At the beginning of those three months, on some fateful day, life was, well, normal. Then, in some insane turn of events like a dramatic fantasy TV show, I found myself being pulled down an alley by someone most definitely not human, and we were being chased by something even more so.
If I hadn’t had known better, I would have said it was a dragon.
As my luck would have it, it was.
After barely managing to escape the beast which, even though it wasn’t exactly large, was terrifying nonetheless, I heard the three words I remembered wishing to hear as a child, but never as an adult.
“Magic is real.”
Understandably, I was confused. Confused, terrified of the scaly beast that had just been attempting to kill me, and I was questioning the sanity of the person in front of me, though I had been doubting if they were even a person at all.
She introduced herself as Calarel, and it didn’t take a genius to notice her slightly elongated eyes, pointed ears, and almost unnaturally beautiful face.
“I’m an elf.”
Well, that wasn’t expected.
“An elf. Sure,” I replied, sarcasm evident.
“You were just chased by an actual dragon and you doubt the existence of elves?”
She had a point.
In the three months since our meeting, Calarel and I had become close friends as she taught me about an entire society of people that existed among humans, and I had never even suspected it.
I learned that elves, fairies, witches, wizards, dragons, phoenixes, and countless other species existed, many of which spent their lives pretending to be human in public. As it turns out, most dragons and other animal-like beings are companions of sorts to these people.
For a few years leading up to this one, I had been a vet working in a small private practice of my own. Things changed.
After meeting Calarel, my whole life flipped, and I’m still deciding if it’s for the better or worse. She managed to convince me to do something crazy for the good of her society.
Though I still rented the building I had used for my practice, I no longer treated dogs, cats, or any other domestic animal. No, I became a veterinarian for dragons. With the occasional phoenix, griffin, or animal hybrid appearance.

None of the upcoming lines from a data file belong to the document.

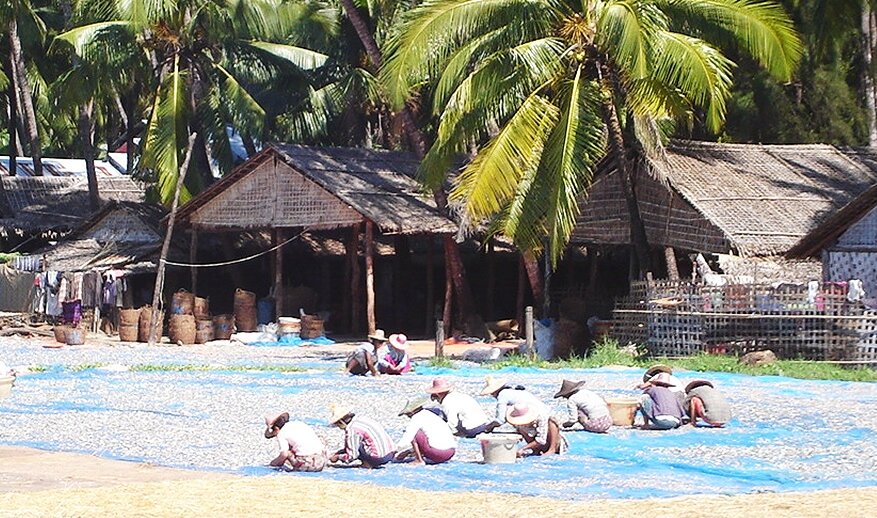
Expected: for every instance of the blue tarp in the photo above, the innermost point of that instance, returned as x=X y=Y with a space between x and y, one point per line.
x=782 y=438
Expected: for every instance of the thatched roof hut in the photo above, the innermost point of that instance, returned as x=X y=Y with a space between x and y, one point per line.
x=745 y=199
x=122 y=235
x=318 y=188
x=54 y=205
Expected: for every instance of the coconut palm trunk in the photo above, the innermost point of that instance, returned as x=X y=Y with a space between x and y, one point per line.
x=12 y=122
x=417 y=141
x=30 y=117
x=626 y=171
x=869 y=91
x=86 y=136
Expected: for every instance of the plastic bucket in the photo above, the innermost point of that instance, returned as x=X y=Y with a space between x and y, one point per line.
x=499 y=448
x=6 y=386
x=75 y=337
x=622 y=410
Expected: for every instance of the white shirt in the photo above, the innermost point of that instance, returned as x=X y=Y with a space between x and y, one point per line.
x=463 y=411
x=300 y=439
x=587 y=402
x=437 y=432
x=510 y=397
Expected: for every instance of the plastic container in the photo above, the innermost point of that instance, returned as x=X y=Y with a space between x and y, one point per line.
x=499 y=448
x=6 y=386
x=622 y=410
x=75 y=337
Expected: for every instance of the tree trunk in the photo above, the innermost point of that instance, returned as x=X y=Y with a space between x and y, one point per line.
x=30 y=117
x=626 y=171
x=869 y=93
x=418 y=144
x=12 y=105
x=86 y=135
x=531 y=265
x=159 y=274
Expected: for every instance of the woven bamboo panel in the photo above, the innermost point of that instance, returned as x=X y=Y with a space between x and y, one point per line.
x=678 y=319
x=275 y=196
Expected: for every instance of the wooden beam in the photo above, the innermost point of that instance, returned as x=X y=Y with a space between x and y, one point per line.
x=449 y=296
x=277 y=238
x=370 y=275
x=193 y=259
x=430 y=284
x=355 y=281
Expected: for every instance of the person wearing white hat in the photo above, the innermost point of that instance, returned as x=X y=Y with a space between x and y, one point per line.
x=363 y=359
x=364 y=439
x=540 y=431
x=428 y=436
x=506 y=396
x=300 y=448
x=465 y=416
x=393 y=356
x=660 y=407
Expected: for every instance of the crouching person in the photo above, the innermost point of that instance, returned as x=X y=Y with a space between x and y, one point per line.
x=707 y=404
x=300 y=448
x=365 y=440
x=584 y=407
x=428 y=436
x=660 y=407
x=540 y=431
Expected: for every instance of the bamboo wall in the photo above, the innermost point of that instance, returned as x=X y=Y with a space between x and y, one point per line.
x=681 y=319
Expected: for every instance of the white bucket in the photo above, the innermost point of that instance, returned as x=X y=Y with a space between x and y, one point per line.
x=499 y=448
x=6 y=386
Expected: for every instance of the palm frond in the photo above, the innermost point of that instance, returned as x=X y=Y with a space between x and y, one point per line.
x=303 y=58
x=432 y=31
x=567 y=167
x=762 y=28
x=488 y=183
x=699 y=71
x=166 y=135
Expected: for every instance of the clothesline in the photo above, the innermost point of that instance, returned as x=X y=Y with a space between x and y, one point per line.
x=235 y=261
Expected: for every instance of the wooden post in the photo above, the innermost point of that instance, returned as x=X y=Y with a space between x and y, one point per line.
x=355 y=280
x=430 y=284
x=672 y=268
x=491 y=281
x=162 y=259
x=193 y=258
x=370 y=275
x=529 y=334
x=278 y=272
x=439 y=339
x=522 y=288
x=449 y=296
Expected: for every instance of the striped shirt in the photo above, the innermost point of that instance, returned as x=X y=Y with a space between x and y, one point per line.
x=368 y=436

I was more stressed than I had been in medical school.
The biggest danger I faced on the job used to be a bite. Now, it was being burned by a dragon’s breath.
I do have to admit, though, it’s beginning to grow on me. Calarel said there were few people with the ability to treat these creatures. That explained why I was paid so well.
I can’t talk about my job anymore. My hours are incredibly unusual, and they change. Constantly. I’ve gotten three minor burns in the past week, and have seen some things I never want to talk about.
Despite all this, I think Calarel was right. My definition of fun just might be beginning to change.